Adam et Eve – Suzanne Valadon

Née de père inconnu, fille d’une blanchisseuse, Marie-Clémentine Valadon grandit dans l’effervescence et la liberté du quartier bohème de Montmartre. Elle commence une carrière dans le cirque avant de poser comme modèle pour des peintres tels que Puvis de Chavannes, Renoir ou encore Toulouse-Lautrec. 

C’est d’ailleurs ce dernier qui lui donnera son surnom : Suzanne. Comme le personnage biblique du Livre de Daniel que deux vieillards lubriques observent au bain. En effet , comme pour elle, le corps nu de la jeune modèle est soumis aux regards de vieillards concupiscents.

Si Suzanne est un modèle réputé, aucun des peintres qu’elle côtoie ne la soutient dans son désir de devenir elle-même artiste : la place d’une femme doit rester d’un seul côté du chevalet ! Seul Degas l’encourage, l’initiant même à certaines techniques. Mais c’est en autodidacte qu’elle se lance dans le dessin puis la peinture.

En 1909, elle s’attaque à un monument de l’art pictural : la représentation d’Adam et Ève dans le jardin d’Eden. Mais ce sujet biblique est avant tout l’occasion d’un autoportrait. Elle sera Ève et son amant, André Utter, sera Adam. Suzanne a 44 ans, est déjà une peintre connue et c’est sans complexe que, encore mariée, elle affiche sa liaison avec un homme de 21 ans son cadet, un jeune peintre amateur, ami de son fils Maurice Utrillo. Sur le tableau, elle se rajeunit, met en valeur sa flamboyante chevelure et s’exhibe avec son jeune amant dans un nu audacieux.

Car si les peintres hommes ont tout le loisir de représenter des femmes nues, l’inverse n’est pas vrai. Et lorsque Suzanne veut présenter son tableau au salon d’automne de 1920, elle est priée de rhabiller quelque peu Adam et se voit contrainte de lui ajouter une guirlande de feuilles de vigne.  

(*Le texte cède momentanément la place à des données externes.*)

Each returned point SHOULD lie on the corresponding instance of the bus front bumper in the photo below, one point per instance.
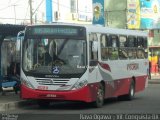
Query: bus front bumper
(86, 94)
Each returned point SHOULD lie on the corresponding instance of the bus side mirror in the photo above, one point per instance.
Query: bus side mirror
(94, 46)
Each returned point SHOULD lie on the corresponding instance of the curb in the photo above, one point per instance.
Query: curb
(4, 107)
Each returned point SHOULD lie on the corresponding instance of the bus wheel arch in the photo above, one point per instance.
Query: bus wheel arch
(100, 95)
(131, 91)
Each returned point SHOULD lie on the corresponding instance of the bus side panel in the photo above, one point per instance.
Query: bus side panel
(140, 83)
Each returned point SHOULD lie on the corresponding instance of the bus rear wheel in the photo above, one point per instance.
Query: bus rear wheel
(100, 97)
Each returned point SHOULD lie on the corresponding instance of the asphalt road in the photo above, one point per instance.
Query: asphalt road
(146, 102)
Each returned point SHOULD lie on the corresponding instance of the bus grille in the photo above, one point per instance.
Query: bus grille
(51, 81)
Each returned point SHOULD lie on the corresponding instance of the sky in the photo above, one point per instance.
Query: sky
(17, 11)
(13, 9)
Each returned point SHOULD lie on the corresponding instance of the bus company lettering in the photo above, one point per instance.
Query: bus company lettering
(133, 66)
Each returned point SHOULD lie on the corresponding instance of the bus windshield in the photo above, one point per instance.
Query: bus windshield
(53, 56)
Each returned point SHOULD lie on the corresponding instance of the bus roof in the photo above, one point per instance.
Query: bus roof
(101, 29)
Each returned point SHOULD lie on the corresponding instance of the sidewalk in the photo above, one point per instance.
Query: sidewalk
(10, 100)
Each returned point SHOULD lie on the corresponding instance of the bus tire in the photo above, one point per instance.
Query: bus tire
(43, 103)
(131, 93)
(99, 97)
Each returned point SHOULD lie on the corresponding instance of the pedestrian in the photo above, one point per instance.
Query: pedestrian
(158, 64)
(149, 72)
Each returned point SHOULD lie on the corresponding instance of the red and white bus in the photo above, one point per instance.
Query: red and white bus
(70, 62)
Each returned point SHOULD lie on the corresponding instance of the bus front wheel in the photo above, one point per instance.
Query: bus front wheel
(100, 97)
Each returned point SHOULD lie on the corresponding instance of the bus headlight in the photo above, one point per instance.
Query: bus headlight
(27, 84)
(80, 84)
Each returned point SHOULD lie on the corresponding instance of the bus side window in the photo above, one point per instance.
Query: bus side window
(104, 49)
(113, 49)
(131, 41)
(145, 44)
(122, 47)
(93, 54)
(140, 42)
(132, 54)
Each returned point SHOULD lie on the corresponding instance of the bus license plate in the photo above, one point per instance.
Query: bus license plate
(51, 95)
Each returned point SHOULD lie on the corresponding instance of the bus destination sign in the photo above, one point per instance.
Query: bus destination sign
(54, 31)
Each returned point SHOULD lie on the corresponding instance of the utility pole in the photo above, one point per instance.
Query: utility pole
(31, 13)
(15, 13)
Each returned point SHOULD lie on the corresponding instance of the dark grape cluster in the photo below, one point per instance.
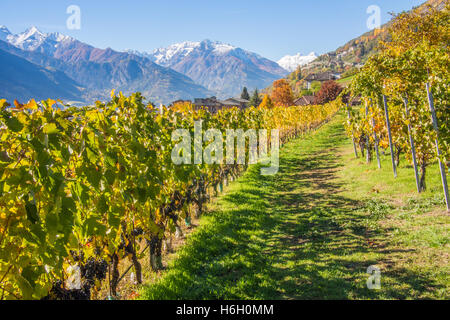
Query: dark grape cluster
(137, 232)
(58, 292)
(93, 270)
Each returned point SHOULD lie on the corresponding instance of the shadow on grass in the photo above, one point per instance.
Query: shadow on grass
(290, 236)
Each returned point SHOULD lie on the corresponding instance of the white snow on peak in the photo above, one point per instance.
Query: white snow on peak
(32, 38)
(183, 49)
(291, 63)
(4, 33)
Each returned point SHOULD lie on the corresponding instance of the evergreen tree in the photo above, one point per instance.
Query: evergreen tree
(244, 94)
(255, 100)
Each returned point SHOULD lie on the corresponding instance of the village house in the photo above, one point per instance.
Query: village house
(213, 104)
(321, 77)
(305, 101)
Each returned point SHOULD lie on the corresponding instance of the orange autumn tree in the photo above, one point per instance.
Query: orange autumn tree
(282, 93)
(266, 103)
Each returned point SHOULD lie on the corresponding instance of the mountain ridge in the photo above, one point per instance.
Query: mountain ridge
(101, 70)
(220, 67)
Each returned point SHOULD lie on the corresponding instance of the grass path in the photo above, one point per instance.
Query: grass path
(310, 233)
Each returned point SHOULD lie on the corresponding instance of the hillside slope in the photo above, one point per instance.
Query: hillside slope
(221, 68)
(23, 80)
(101, 70)
(355, 53)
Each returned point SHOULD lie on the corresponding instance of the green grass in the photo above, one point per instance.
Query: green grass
(311, 231)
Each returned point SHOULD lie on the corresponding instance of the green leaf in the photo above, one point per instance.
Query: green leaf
(14, 124)
(32, 213)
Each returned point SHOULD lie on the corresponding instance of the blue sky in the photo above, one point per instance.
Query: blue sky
(270, 28)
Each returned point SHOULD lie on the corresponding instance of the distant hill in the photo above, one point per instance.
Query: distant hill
(354, 53)
(101, 70)
(23, 80)
(221, 68)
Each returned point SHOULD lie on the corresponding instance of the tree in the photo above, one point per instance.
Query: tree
(329, 92)
(282, 93)
(255, 100)
(315, 86)
(244, 94)
(266, 102)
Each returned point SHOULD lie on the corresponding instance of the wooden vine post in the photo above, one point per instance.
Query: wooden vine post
(353, 137)
(377, 151)
(369, 151)
(391, 145)
(413, 148)
(436, 128)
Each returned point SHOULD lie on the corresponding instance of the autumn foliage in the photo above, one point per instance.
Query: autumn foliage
(266, 103)
(329, 91)
(282, 93)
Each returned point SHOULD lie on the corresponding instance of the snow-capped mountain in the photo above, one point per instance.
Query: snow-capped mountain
(101, 70)
(291, 63)
(4, 33)
(33, 39)
(220, 67)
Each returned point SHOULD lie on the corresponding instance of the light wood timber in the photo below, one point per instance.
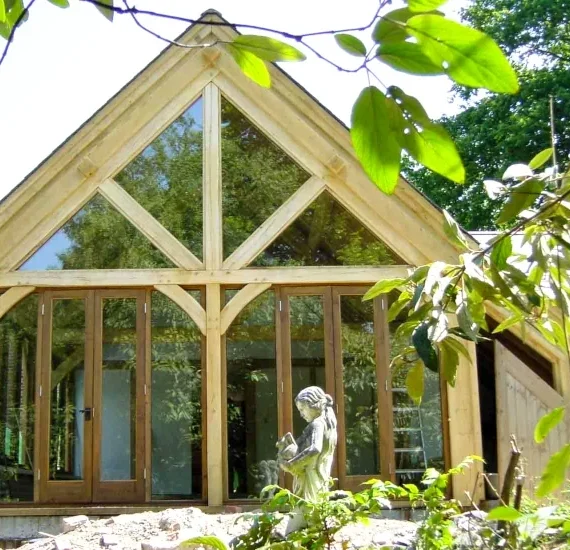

Ce tableau n’en témoigne pas moins de la liberté que prend l’artiste avec la représentation des corps, qui ne sont pas idéalisés, comme avec la représentation du sujet. En effet, elle inverse les positions d’Adam et Eve, Adam étant traditionnellement à gauche et Ève à droite. De plus, on ne lit aucune culpabilité dans cette scène où Ève se saisit de la pomme dans un mouvement libre et un sourire taquin. Les corps sont en parfaite harmonie dans ce jardin d’Eden : les tons bleus et verts du paysage se retrouvent par touches légères sur les carnations des personnages. Enfin et surtout, Suzanne ne représente aucun serpent tentateur. Pas de péché donc sur cette toile. Mais une initiation, d’un jeune homme par une femme mûre, aux plaisirs de la sexualité… et à la peinture. Suzanne aurait ainsi attiré André Utter chez elle en promettant à ce jeune électricien de faire de lui un peintre…

Vous voulez un dernier secret ? Avez-vous remarqué que les corps d’Adam et Ève étaient cernés de noir ? C’est un peu la marque de fabrique de Suzanne Valadon lorsqu’elle représente des corps.